This supplementary information is collated from multiple sources and compiled automatically.

The CYP8B1 enzyme also known as sterol 12-alpha-hydroxylase plays an important role in bile acid synthesis. It is a member of the cytochrome P450 superfamily with a mass of approximately 58 kDa. This enzyme is mainly expressed in the liver where it catalyzes the conversion of sterols to cholic acid. Through oxidation and hydroxylation reactions CYP8B1 contributes to the balance of bile acid synthesis needed for proper digestion and absorption of lipids.
Biological function summary

The sterol 12-alpha-hydroxylase activity of CYP8B1 affects the synthesis of primary bile acids. It does not function as part of a larger protein complex but cooperates with other enzymes in the liver to ensure bile acid balance. The enzyme regulates the ratio between cholic acid and chenodeoxycholic acid influencing cholesterol homeostasis and enterohepatic circulation. Efficient bile acid synthesis by CYP8B1 affects proper lipid breakdown and nutrient absorption in the intestine.

Pathways

CYP8B1 participates in the bile acid biosynthesis pathway specifically influencing the production of cholic acid. This process impacts the entire lipid metabolism pathway as well as cholesterol metabolism. CYP8B1's activity is complemented by other cytochrome P450 enzymes such as CYP7A1 which also play roles in converting cholesterol to bile acids. These pathways together ensure the regulated production and function of bile acids required for metabolic balance.

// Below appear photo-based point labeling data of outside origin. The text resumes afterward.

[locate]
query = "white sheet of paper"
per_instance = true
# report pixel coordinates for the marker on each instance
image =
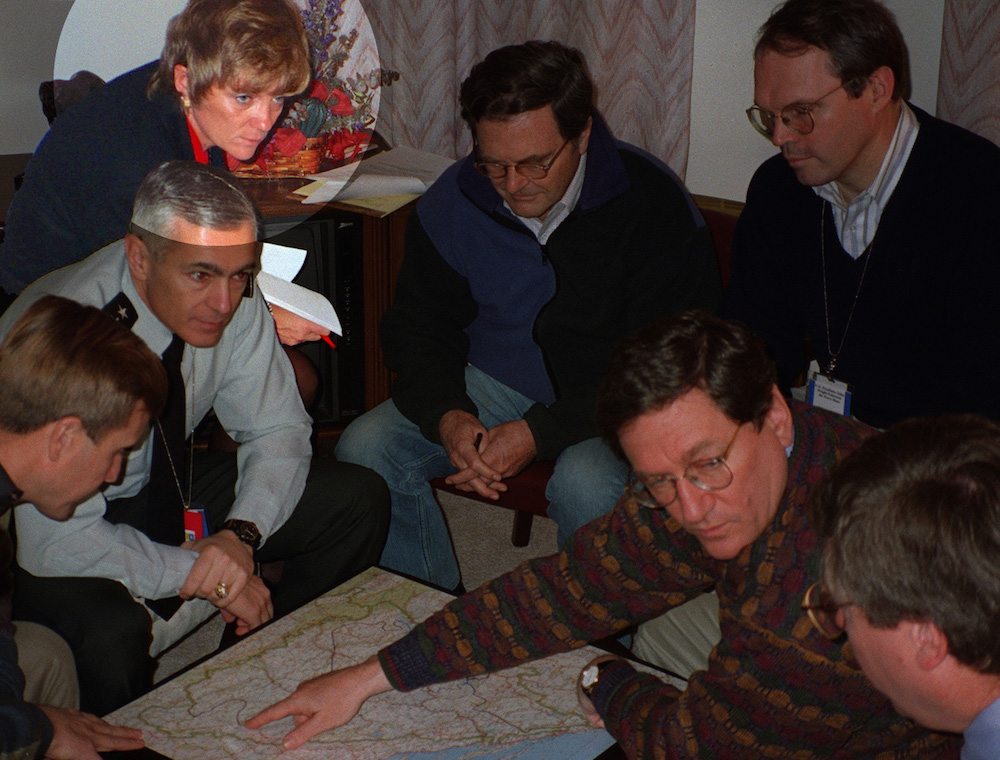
(400, 171)
(308, 304)
(281, 260)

Disturbances in CYP8B1 activity can lead to metabolic imbalances including gallbladder disease and hypercholesterolemia. Variations in the gene expression or activity of CYP8B1 can affect cholesterol levels potentially resulting in gallstones due to increased cholic acid synthesis. Moreover altered CYP8B1 function can interact with proteins involved in lipid disorders potentially linking to conditions associated with cholesterol accumulation and cardiovascular risk.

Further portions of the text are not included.